L’UEFA n’était pas pour autant une association caritative. 
Elle prévenait qu’un déficit éventuel – comme celui, léger, de l’Euro 1996 en Angleterre – serait entièrement à la charge des fédérations organisatrices. La société de marketing ISL (International Sport Leisure, également associée à la FIFA et au CIO jusqu’à sa faillite en 2001, et plus tard au centre d’une enquête pour corruption) pinaillait déjà sur l’utilisation de l’expression "Euro 2000", allant jusqu’à obtenir son retrait du site officiel du gouvernement et saisissant des ballons promotionnels de la gendarmerie belge.

Il n’était pourtant pas encore question d’obtenir une exemption fiscale
Alain Courtois se remémore avec nostalgie un cahier des charges moins contraignant pour les pouvoirs publics. Aujourd’hui, il prépare le passage à Bruxelles de l’Euro 2020, qui se jouera dans 13 villes européennes. Sur 32 pays intéressés pour accueillir la compétition, seulement 19 ont déposé un dossier après avoir étudié les conditions fixées par l’UEFA, fait-il observer. "Mais lorsqu’on est candidat, on connaît les conditions..."
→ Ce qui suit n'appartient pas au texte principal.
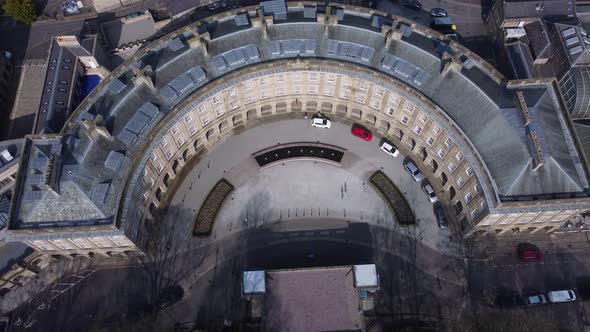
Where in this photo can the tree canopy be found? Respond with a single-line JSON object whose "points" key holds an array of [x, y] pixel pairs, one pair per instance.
{"points": [[20, 10]]}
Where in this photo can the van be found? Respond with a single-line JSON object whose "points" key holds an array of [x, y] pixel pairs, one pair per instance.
{"points": [[561, 296]]}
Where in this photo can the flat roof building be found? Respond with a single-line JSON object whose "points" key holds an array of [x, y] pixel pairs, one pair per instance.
{"points": [[320, 299]]}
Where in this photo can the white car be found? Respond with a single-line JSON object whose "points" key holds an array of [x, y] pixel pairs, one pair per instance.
{"points": [[321, 123], [390, 149], [561, 296], [429, 191]]}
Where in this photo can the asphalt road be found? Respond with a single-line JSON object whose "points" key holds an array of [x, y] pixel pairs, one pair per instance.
{"points": [[105, 293]]}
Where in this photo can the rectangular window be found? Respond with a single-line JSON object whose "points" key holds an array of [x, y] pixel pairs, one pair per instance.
{"points": [[375, 103], [344, 93], [393, 99], [408, 108], [329, 90], [449, 142], [460, 182], [452, 167], [404, 119], [477, 188]]}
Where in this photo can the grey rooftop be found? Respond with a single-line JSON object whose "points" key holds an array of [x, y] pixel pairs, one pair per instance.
{"points": [[476, 97]]}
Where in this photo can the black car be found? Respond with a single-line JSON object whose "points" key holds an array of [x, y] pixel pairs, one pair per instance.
{"points": [[412, 4], [509, 300], [438, 12], [169, 296], [441, 219]]}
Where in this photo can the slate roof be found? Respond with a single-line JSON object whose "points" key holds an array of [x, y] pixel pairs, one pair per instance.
{"points": [[124, 30], [57, 97], [475, 98]]}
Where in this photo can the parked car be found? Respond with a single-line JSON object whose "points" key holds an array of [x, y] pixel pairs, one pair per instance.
{"points": [[529, 252], [321, 122], [509, 300], [438, 12], [561, 296], [412, 4], [389, 148], [361, 133], [429, 191], [441, 219], [536, 299], [414, 171], [444, 25], [169, 296]]}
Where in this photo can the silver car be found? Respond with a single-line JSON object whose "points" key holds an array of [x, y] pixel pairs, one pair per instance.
{"points": [[429, 191], [414, 171]]}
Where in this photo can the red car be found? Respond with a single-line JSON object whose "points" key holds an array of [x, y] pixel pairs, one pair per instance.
{"points": [[361, 133], [528, 253]]}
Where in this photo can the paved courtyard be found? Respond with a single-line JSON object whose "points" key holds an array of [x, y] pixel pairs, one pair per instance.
{"points": [[297, 189]]}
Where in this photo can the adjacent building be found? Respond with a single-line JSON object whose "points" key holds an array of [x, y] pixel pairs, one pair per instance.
{"points": [[318, 299], [508, 17], [75, 66]]}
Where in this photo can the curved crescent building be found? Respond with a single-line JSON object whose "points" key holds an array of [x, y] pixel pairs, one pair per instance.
{"points": [[501, 153]]}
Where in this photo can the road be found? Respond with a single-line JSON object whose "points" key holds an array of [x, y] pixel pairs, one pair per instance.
{"points": [[215, 295], [217, 289]]}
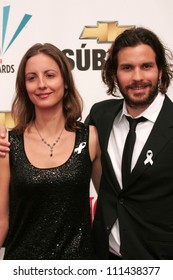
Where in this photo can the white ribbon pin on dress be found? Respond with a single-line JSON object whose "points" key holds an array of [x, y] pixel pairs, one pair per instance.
{"points": [[80, 148], [149, 156]]}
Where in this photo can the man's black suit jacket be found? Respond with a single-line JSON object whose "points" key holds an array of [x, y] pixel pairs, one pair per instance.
{"points": [[145, 207]]}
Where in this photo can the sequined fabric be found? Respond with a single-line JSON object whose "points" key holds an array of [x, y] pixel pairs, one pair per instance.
{"points": [[49, 208]]}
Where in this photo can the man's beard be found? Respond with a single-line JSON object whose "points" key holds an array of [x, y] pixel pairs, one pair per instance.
{"points": [[142, 102]]}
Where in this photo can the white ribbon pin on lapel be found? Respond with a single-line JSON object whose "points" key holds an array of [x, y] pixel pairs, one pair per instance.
{"points": [[149, 156], [80, 148]]}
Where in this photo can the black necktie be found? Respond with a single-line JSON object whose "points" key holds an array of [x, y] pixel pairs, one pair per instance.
{"points": [[128, 148]]}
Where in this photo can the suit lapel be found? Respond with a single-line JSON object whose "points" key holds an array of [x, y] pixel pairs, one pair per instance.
{"points": [[106, 128], [158, 138]]}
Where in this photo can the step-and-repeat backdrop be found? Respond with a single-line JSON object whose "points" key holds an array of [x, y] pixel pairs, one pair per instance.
{"points": [[83, 30]]}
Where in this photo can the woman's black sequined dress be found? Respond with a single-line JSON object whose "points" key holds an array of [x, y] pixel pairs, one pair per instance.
{"points": [[49, 208]]}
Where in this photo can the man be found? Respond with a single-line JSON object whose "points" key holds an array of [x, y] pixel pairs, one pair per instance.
{"points": [[134, 219]]}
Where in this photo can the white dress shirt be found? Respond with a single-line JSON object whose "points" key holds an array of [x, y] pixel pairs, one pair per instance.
{"points": [[115, 149]]}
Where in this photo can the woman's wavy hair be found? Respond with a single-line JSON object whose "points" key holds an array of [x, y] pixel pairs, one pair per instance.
{"points": [[131, 38], [23, 111]]}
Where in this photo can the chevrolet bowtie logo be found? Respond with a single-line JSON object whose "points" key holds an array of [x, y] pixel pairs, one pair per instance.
{"points": [[104, 32]]}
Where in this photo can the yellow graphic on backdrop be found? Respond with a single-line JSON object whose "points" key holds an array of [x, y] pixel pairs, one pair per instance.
{"points": [[104, 32]]}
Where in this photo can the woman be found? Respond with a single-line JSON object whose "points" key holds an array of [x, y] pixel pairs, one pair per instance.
{"points": [[44, 181]]}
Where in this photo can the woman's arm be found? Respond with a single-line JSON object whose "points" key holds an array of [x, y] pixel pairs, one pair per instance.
{"points": [[4, 144], [95, 155], [4, 197]]}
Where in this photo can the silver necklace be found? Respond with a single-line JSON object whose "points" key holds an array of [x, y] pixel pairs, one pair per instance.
{"points": [[51, 147]]}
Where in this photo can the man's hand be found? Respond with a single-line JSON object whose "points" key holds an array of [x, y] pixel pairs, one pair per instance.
{"points": [[4, 144]]}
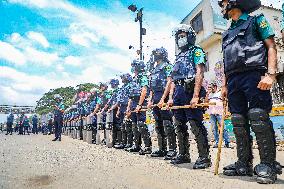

Martin Kallen ne dit pas autre chose : "Les règles du jeu sont claires depuis le début. De plus, il est évident que le pays hôte bénéficie de toutes les retombées économiques et fiscales liées aux emplois et au surcroît d’activité générés par l’organisation du tournoi, mais également à la venue du million et demi de touristes attendus. Enfin, il bénéficie également d’une exposition médiatique internationale majeure." Sans compter les retombées politiques

"Pour beaucoup d’Etats, organiser un grand événement sportif est un enjeu politique". "Les villes-candidates sont prêtes à accepter l’ensemble des desiderata des fédérations, complète la députée communiste Marie-George Buffet, ministre des sports pendant la Coupe du monde 1998. C’est l’instrumentalisation des grands événements par les politiques qui pose le premier problème.
C’est d’ailleurs cette compétition qui est à l’origine de l’inflation des coûts d’organisation et, désormais, du "dumping fiscal", estime l’économiste du sport Wladimir Andreff, professeur à l’université Paris-I : "Chaque candidat doit surenchérir sur les autres s’il veut obtenir l’événement."

L’investissement du secteur public dans l’organisation des grands événements sportifs ne divise pas la classe politique française.
De gauche à droite, les acteurs politiques soulignent les effets positifs sur le moral et la pratique sportive, source de progrès en matière de santé et de cohésion sociale, quand des Benzema et des Cantona ne saisissent pas cette opportunité politique de la fracturer par des polémiques insensées (cf. les libellés PaSiDupes à ces deux noms. Egalement celui du comique ambigu Jamel Debbouze). 
Or, le coût pour le contribuable de cet engouement pour le sport ne baissera pas tant que les Etats ne se mettront pas d’accord pour fixer des limites aux organisateurs
Mais les apprentis élyséens de l'intox ne doivent pas non plus se faire d'illusions: les emplois créés pour l'Euro 2016 seront essentiellement précaires.